# First soap party!



## Incrtalent (Sep 11, 2007)

Hey, guys.  Well, I have my first soap party booked for this coming Saturday.  I'm excited, but I'm also nervous.  I've been looking for a couple of fun games to play, and I can't seem to find any!  Anybody have any ideas?

This is the plan.  I don't know if it is a good one or not, so I'd love some feedback.  My hostess is giving a small buffet and has sent out 20-30 invites, so I'm expecting 15 or so guests.  We're going to set up a card table with an autumn tablecloth and a pretty candle centerpiece.  I have my lotions displayed in a pretty market basket and my soap varieties also displayed in a basket.  I have some sample sizes on trays and thought we would have a wash basin, pitcher, and some fluffy towels so they could try the scents.  I'm also going to merchandize a couple of full "lines" together and allow them to sample of the butter/lotion/mist, but I am only going to let them "try" one of each.  I'm not selling directly at this party, because I have limited inventory.  I'm doing made-to-order stuff, so I will provide brochures and order forms.  We thought we would do a raffle and draw for gift certificates for percentages off future purchases.  I also found kind of an interesting history of soap.  (These are educators, so I thought they might enjoy this).  I also got some names together of ingredients in commercial soaps and thought I would have people try to read these aloud and then tell them what they are versus what is in our products.  I dunno.  I want to make it fun, but I'm nervous.  I'm offering my hostess a gift and a percentage for each $100 sold, as well as a perk if people book a soap party at her party.
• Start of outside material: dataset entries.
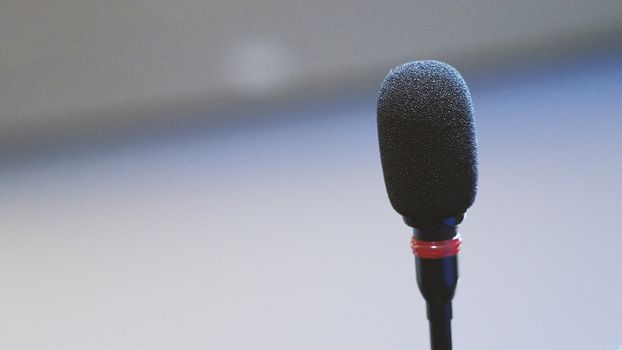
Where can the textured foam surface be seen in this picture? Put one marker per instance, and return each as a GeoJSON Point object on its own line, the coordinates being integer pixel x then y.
{"type": "Point", "coordinates": [427, 141]}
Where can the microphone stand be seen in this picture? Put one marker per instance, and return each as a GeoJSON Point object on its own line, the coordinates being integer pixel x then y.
{"type": "Point", "coordinates": [436, 262]}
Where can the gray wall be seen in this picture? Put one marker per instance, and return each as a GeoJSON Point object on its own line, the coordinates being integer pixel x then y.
{"type": "Point", "coordinates": [82, 67]}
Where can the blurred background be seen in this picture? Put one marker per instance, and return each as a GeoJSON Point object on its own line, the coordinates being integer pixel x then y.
{"type": "Point", "coordinates": [205, 175]}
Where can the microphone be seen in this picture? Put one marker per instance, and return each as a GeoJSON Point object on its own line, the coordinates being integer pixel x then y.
{"type": "Point", "coordinates": [428, 151]}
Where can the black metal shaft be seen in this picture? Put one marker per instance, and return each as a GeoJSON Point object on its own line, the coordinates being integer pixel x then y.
{"type": "Point", "coordinates": [437, 280]}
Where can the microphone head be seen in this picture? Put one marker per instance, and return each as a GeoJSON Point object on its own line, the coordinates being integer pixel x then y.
{"type": "Point", "coordinates": [427, 142]}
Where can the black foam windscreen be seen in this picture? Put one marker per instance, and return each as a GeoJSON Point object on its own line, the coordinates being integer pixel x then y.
{"type": "Point", "coordinates": [427, 141]}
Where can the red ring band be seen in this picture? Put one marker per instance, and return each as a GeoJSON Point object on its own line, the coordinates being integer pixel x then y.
{"type": "Point", "coordinates": [436, 249]}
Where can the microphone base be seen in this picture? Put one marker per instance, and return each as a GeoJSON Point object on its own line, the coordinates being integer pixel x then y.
{"type": "Point", "coordinates": [437, 280]}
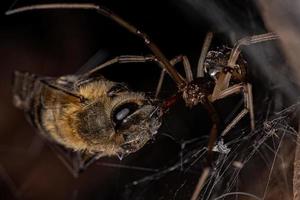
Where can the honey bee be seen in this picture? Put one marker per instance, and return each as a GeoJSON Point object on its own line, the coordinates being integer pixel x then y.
{"type": "Point", "coordinates": [100, 117]}
{"type": "Point", "coordinates": [93, 116]}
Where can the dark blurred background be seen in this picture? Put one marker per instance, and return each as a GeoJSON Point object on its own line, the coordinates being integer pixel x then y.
{"type": "Point", "coordinates": [55, 43]}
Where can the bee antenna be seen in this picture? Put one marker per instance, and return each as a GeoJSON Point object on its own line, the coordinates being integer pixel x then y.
{"type": "Point", "coordinates": [106, 12]}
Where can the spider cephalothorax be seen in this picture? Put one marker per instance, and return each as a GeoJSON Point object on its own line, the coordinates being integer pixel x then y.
{"type": "Point", "coordinates": [216, 62]}
{"type": "Point", "coordinates": [197, 91]}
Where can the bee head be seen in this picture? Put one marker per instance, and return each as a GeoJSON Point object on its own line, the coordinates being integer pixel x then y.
{"type": "Point", "coordinates": [116, 120]}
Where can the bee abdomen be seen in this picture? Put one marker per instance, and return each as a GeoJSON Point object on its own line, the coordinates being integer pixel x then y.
{"type": "Point", "coordinates": [24, 84]}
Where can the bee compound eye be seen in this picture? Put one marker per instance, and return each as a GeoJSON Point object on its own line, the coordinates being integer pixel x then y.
{"type": "Point", "coordinates": [117, 88]}
{"type": "Point", "coordinates": [123, 111]}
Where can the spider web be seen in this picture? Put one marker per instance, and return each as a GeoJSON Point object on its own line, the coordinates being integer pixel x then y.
{"type": "Point", "coordinates": [263, 151]}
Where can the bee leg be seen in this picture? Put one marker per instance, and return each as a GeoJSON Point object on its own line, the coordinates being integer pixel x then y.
{"type": "Point", "coordinates": [84, 160]}
{"type": "Point", "coordinates": [174, 61]}
{"type": "Point", "coordinates": [75, 162]}
{"type": "Point", "coordinates": [246, 89]}
{"type": "Point", "coordinates": [205, 47]}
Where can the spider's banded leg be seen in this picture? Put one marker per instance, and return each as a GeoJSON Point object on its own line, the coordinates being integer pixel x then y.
{"type": "Point", "coordinates": [246, 89]}
{"type": "Point", "coordinates": [205, 47]}
{"type": "Point", "coordinates": [236, 50]}
{"type": "Point", "coordinates": [117, 19]}
{"type": "Point", "coordinates": [83, 161]}
{"type": "Point", "coordinates": [223, 81]}
{"type": "Point", "coordinates": [123, 59]}
{"type": "Point", "coordinates": [174, 61]}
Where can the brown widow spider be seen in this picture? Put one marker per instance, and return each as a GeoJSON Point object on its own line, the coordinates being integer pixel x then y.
{"type": "Point", "coordinates": [219, 73]}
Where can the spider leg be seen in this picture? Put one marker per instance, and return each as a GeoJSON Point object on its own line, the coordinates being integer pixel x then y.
{"type": "Point", "coordinates": [236, 50]}
{"type": "Point", "coordinates": [117, 19]}
{"type": "Point", "coordinates": [174, 61]}
{"type": "Point", "coordinates": [224, 79]}
{"type": "Point", "coordinates": [123, 59]}
{"type": "Point", "coordinates": [246, 89]}
{"type": "Point", "coordinates": [205, 47]}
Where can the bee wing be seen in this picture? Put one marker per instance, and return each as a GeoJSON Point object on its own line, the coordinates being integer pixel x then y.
{"type": "Point", "coordinates": [30, 90]}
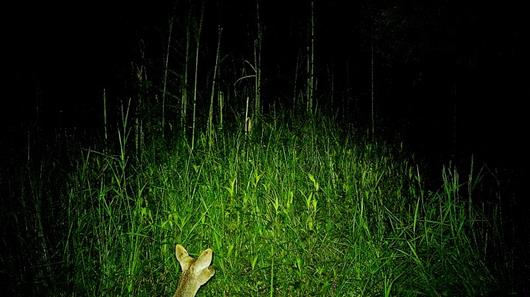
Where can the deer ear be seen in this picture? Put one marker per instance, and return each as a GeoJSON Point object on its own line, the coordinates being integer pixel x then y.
{"type": "Point", "coordinates": [182, 256]}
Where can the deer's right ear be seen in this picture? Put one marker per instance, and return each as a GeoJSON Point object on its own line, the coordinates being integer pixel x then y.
{"type": "Point", "coordinates": [183, 257]}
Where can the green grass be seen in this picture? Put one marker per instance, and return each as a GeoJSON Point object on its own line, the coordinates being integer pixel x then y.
{"type": "Point", "coordinates": [291, 210]}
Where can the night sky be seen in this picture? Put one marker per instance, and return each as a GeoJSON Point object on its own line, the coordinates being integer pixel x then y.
{"type": "Point", "coordinates": [451, 79]}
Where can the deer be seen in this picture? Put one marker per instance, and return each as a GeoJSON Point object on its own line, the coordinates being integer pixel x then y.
{"type": "Point", "coordinates": [195, 272]}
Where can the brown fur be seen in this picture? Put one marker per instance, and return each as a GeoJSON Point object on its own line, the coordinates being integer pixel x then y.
{"type": "Point", "coordinates": [195, 273]}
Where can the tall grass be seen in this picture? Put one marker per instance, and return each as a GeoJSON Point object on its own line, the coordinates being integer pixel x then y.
{"type": "Point", "coordinates": [295, 210]}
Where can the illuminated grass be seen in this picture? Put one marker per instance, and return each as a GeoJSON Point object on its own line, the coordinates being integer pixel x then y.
{"type": "Point", "coordinates": [293, 210]}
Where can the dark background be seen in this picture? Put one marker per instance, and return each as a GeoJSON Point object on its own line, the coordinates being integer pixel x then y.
{"type": "Point", "coordinates": [450, 78]}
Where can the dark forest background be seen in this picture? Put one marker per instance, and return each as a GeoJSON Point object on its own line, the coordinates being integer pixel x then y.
{"type": "Point", "coordinates": [449, 78]}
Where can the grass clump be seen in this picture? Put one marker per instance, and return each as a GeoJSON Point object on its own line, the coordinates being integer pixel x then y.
{"type": "Point", "coordinates": [292, 210]}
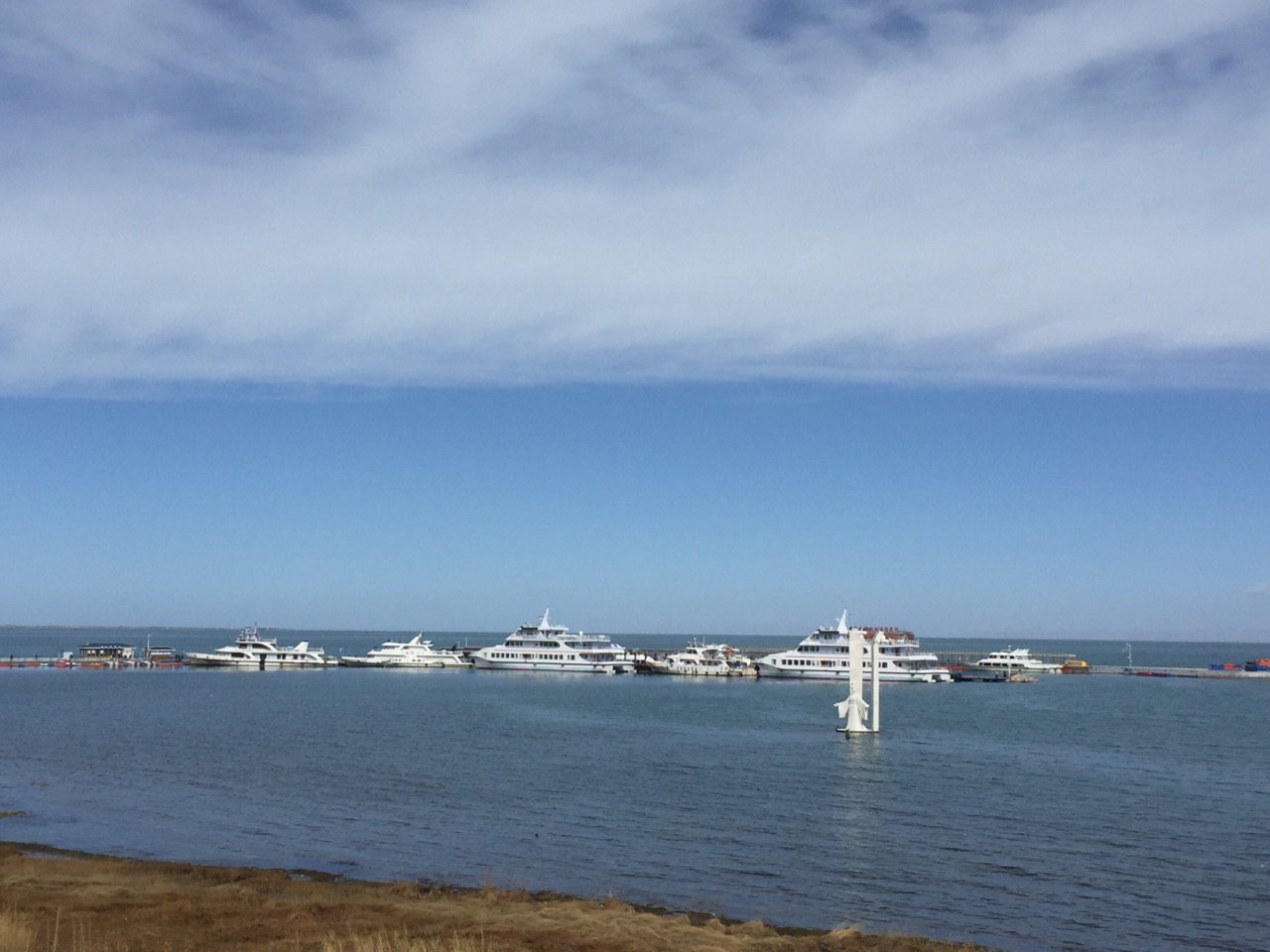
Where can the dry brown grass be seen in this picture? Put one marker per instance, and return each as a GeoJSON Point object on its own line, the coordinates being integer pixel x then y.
{"type": "Point", "coordinates": [54, 901]}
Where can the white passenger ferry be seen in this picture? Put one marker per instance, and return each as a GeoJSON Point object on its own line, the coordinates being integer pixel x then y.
{"type": "Point", "coordinates": [1015, 660]}
{"type": "Point", "coordinates": [416, 653]}
{"type": "Point", "coordinates": [825, 654]}
{"type": "Point", "coordinates": [252, 651]}
{"type": "Point", "coordinates": [550, 648]}
{"type": "Point", "coordinates": [699, 660]}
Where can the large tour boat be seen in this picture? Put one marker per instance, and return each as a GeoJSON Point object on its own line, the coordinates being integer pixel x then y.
{"type": "Point", "coordinates": [416, 653]}
{"type": "Point", "coordinates": [825, 654]}
{"type": "Point", "coordinates": [552, 648]}
{"type": "Point", "coordinates": [1015, 660]}
{"type": "Point", "coordinates": [701, 660]}
{"type": "Point", "coordinates": [252, 651]}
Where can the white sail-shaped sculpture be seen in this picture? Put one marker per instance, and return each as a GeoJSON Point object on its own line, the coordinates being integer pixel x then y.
{"type": "Point", "coordinates": [855, 708]}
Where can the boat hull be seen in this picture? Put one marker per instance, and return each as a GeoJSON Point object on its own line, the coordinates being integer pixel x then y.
{"type": "Point", "coordinates": [485, 664]}
{"type": "Point", "coordinates": [920, 676]}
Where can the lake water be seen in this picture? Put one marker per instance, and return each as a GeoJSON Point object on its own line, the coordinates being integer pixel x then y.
{"type": "Point", "coordinates": [1079, 812]}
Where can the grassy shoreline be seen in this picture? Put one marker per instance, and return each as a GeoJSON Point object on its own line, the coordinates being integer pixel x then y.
{"type": "Point", "coordinates": [58, 898]}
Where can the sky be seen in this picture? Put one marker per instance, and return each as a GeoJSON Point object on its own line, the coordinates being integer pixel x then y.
{"type": "Point", "coordinates": [676, 317]}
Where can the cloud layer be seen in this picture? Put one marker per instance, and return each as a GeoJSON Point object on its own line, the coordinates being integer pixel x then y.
{"type": "Point", "coordinates": [1064, 191]}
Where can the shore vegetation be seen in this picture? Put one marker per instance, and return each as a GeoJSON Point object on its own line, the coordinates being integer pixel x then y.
{"type": "Point", "coordinates": [56, 900]}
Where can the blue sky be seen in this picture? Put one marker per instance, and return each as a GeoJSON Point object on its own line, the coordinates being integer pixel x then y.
{"type": "Point", "coordinates": [685, 317]}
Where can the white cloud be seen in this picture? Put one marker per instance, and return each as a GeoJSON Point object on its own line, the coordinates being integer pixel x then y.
{"type": "Point", "coordinates": [490, 190]}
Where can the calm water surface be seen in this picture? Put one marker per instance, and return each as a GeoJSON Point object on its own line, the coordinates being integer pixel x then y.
{"type": "Point", "coordinates": [1078, 812]}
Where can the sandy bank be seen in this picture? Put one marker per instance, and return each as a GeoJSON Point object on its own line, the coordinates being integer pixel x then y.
{"type": "Point", "coordinates": [54, 898]}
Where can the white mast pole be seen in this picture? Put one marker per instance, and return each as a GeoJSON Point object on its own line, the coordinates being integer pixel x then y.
{"type": "Point", "coordinates": [875, 714]}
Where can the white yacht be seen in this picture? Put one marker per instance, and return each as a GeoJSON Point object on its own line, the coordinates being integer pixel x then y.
{"type": "Point", "coordinates": [252, 651]}
{"type": "Point", "coordinates": [701, 660]}
{"type": "Point", "coordinates": [1015, 660]}
{"type": "Point", "coordinates": [414, 653]}
{"type": "Point", "coordinates": [550, 648]}
{"type": "Point", "coordinates": [825, 654]}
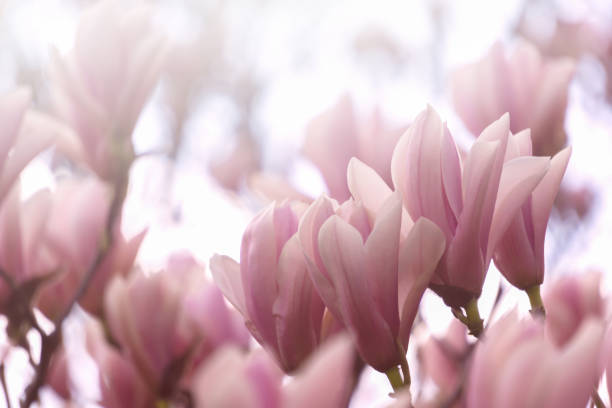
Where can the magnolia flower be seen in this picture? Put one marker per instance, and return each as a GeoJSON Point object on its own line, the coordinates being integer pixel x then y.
{"type": "Point", "coordinates": [569, 302]}
{"type": "Point", "coordinates": [119, 383]}
{"type": "Point", "coordinates": [323, 381]}
{"type": "Point", "coordinates": [472, 203]}
{"type": "Point", "coordinates": [271, 286]}
{"type": "Point", "coordinates": [75, 224]}
{"type": "Point", "coordinates": [336, 135]}
{"type": "Point", "coordinates": [370, 276]}
{"type": "Point", "coordinates": [533, 90]}
{"type": "Point", "coordinates": [102, 84]}
{"type": "Point", "coordinates": [519, 255]}
{"type": "Point", "coordinates": [443, 359]}
{"type": "Point", "coordinates": [516, 365]}
{"type": "Point", "coordinates": [24, 134]}
{"type": "Point", "coordinates": [152, 317]}
{"type": "Point", "coordinates": [25, 258]}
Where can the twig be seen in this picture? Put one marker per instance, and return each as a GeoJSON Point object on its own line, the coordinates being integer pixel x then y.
{"type": "Point", "coordinates": [4, 387]}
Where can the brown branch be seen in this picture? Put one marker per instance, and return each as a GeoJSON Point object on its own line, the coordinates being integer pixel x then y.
{"type": "Point", "coordinates": [51, 342]}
Does anyone have any ideas, or have I already put everyone to sleep?

Since I am a complete virgin at this, any tips would be greatly appreciated!


----------



## Guest (Sep 11, 2007)

Well first, congratulations on your party! Relax you will have a ball! Its just like entertaining regular friends. 

I always play these games:

1.write out one of those L O N G ingredients (make sure you know how to pronounce it) and who ever pronounces it right wins. 
Afterwards you can ask them what it is... and then explain to them its in the soap they buy at the store. 


2. Pass a commerical bar of soap around and let them figure out "whats missing" on the bar. (most bars dont say "soap" on it.. thats the answer) 
who ever guess.. wins. (most times they dont lol) 

3. You can always play Charades. Everything they have to draw has to have "soap" in it like.. Soap Opera, Bar of Soap... etc. 
What ever you can find. 
The team who wins, can get a nice precentage off or something. 

4. The person who came the furthest to the party. 

5. First person to arrive on time. 

6. If you have some soaps you want to name, play "name that soap" and pick the best one you like (with the help of the hostess) and that person wins. If you have a website their name can be featured by the soap for the month. 

If I have more.. I will let you know! Have fun!


----------



## Bret (Sep 11, 2007)

Something really simple is a door prize. I do this at my Stampin Up parties. I have wish lists (you can do it for scents, whatever you want), and then draw one. That person gets a free whatever. I usually do a stamp set, or an incentive set. You could do a half bar of soap, sample lotion, etc. 

Another simple thing is who's birthday is next, they get a small gift. People like to win things, but don't go overboard either...


----------



## Incrtalent (Sep 11, 2007)

Thanks for all the great ideas, guys!  I'll let you all know how it turns out.

Just out of curiosity, since I know you all have done these things before, what would you say is a typical size order for these soap parties so I can have something to compare to?  I'm just guessing if she sent out 20-30 invites, she'll probably have 15 or so people there.  What could I call a "successful" show?

(Now, I know somebody is probably going to say if you make ANY money, that's successful, but NOOO.    Gimme a REAL feel for this.

Thanks again! :wink:


----------



## pink-north (Sep 11, 2007)

I just threw a soap-making party for my daughter and her friends. It might something to try, but would take a lot of work with a big group.

I used M&P just because it was easier and my own fizzy bath salt base. 

I let the girls choose their own colours and scents and additives. Each one had their own measuring cup to stir everything in and once that was done they were poured into molds. Because M&P cools so quickly the soaps were ready by the time the girls went home. 

This may not be something you're interested in, but it's an idea. I just wished I had thought of putting my own products on display for the parents. They were asking if I had own stuff. Live and learn I guess.

At any rate, I hope Saturday works out for you. Please let us know how it goes.


----------